His recording career began at 18. Wald allows that these early blues exhibit a callow facility but insists that the great work lay years ahead. I disagree. From the beginning, White's style was fully achieved and strikingly new, at least for blues. Greenville was the home of the Dixie Hummingbirds, later to become a world-famous gospel quartet, and White is more properly measured not against Blind Lemon Jefferson and Blind Willie Johnson but against the Hummingbirds and its lead singer, Ira Tucker, or the group's bass singer in 1939, Claude Jeter, who later cultivated a slinky falsetto that would be shamelessly echoed by Al Green. Within a few measures of his first record, "Black and Evil Blues," White leaps into falsetto. A few takes later, his voice drops an octave into a growling bass, part Louis Armstrong, part storefront preacher. Within the first session, he covers almost three octaves. His first instrument had been the tambourine, and he clearly loved percussive, rapid-fire syllables, occasionally singing such lines a cappella because his fingers weren't quick enough.

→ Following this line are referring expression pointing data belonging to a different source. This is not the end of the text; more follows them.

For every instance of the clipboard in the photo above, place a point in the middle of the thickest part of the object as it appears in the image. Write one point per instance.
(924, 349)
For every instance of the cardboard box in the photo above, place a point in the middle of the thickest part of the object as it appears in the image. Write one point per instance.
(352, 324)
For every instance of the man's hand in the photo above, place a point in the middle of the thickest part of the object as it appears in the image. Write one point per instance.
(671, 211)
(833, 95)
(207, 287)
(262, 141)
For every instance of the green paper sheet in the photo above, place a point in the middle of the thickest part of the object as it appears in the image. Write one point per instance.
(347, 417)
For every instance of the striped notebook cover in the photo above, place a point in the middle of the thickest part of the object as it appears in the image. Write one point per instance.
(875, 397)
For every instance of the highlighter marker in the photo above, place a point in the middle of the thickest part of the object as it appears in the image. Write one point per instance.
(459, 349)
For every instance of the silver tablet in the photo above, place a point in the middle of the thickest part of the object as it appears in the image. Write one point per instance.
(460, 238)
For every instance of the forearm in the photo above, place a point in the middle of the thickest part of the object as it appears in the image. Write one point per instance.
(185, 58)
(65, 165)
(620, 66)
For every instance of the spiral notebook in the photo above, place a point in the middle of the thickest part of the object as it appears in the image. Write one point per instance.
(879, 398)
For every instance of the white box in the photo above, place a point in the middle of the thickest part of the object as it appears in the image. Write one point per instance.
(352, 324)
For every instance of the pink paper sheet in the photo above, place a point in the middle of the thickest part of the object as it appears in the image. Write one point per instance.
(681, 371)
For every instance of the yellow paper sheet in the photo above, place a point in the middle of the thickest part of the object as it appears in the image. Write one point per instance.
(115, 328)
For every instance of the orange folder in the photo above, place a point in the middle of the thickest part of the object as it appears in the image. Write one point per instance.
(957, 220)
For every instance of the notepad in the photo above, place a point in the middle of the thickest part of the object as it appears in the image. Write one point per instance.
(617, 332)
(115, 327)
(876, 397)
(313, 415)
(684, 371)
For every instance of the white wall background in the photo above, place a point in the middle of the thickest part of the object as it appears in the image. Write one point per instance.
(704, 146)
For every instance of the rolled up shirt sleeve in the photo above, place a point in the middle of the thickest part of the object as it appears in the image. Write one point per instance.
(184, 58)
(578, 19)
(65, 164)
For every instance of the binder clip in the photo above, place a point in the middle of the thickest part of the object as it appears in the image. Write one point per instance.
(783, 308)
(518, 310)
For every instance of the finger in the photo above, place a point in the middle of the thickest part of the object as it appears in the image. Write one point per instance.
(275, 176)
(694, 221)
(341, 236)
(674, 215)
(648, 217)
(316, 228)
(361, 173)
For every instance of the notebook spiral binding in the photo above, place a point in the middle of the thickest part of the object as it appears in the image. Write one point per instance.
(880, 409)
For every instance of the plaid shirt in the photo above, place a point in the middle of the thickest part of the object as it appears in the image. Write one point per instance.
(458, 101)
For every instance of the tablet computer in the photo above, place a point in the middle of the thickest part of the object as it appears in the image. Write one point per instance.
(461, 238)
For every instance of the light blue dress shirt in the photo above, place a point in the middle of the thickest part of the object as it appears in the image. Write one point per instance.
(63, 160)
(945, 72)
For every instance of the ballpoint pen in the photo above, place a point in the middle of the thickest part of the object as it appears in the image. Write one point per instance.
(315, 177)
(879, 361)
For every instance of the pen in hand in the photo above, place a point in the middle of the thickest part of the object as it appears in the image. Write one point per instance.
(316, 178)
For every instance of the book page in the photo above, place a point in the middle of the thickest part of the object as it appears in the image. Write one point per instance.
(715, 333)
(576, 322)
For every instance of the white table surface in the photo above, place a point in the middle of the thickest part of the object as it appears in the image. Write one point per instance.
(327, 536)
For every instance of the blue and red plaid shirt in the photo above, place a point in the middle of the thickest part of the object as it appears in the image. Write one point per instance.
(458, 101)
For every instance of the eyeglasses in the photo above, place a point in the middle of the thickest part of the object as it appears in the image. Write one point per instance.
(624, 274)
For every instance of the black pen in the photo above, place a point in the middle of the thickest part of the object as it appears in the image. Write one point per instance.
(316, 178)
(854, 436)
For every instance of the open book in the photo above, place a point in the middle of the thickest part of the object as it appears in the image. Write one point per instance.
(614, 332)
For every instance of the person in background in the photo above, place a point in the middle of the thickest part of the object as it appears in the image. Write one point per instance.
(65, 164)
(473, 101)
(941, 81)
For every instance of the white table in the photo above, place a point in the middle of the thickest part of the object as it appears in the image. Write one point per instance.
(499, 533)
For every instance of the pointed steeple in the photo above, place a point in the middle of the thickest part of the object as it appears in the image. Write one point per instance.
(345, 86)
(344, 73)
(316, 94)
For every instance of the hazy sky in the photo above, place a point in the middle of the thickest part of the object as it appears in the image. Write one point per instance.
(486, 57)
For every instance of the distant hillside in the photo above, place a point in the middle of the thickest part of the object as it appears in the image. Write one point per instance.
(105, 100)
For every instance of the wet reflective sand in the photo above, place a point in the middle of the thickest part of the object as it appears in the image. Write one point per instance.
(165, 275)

In 1927, Blind Willie Johnson had recorded the first gospel blues (a minor-key version of the 16-bar form), "Motherless Children," in which his guitar, standing in for the congregation, frequently completed his thoughts in sustained non-vocalized moans. Similarly, White's use of "passing chords" to bind the melodic units derived from melisma, the extravagantly configured runs of a lined-out hymn. Having learned from quartets to sing different vocal parts, White played his guitar high and low, indeed several keys lower than Blind Willie, as if voice and guitar obeyed the same impulse. He seldom belted, preferring a dry, laconic style (not the obvious choice of a young virtuoso) and his reading of songs like "Things About Coming My Way" exhibited an introspective authority that could not be faked unless he was a better actor at 18 than he would be in his 50s.
Perhaps better than his blues, which he recorded under the names Joshua White and Pinewood Tom, were the gospel recordings attributed to "Joshua White (The Singing Christian)." In his early masterpiece, "There's a Man Goin' Around Taking Names," a song he recorded many times but never with the same intensity as the first version, an ad lib spirit allows him all kinds of sanctified freedom ("lord, lord, lord, takin' names") and a blood-curdling conclusion ("he's writing left and right, among the colored and the white").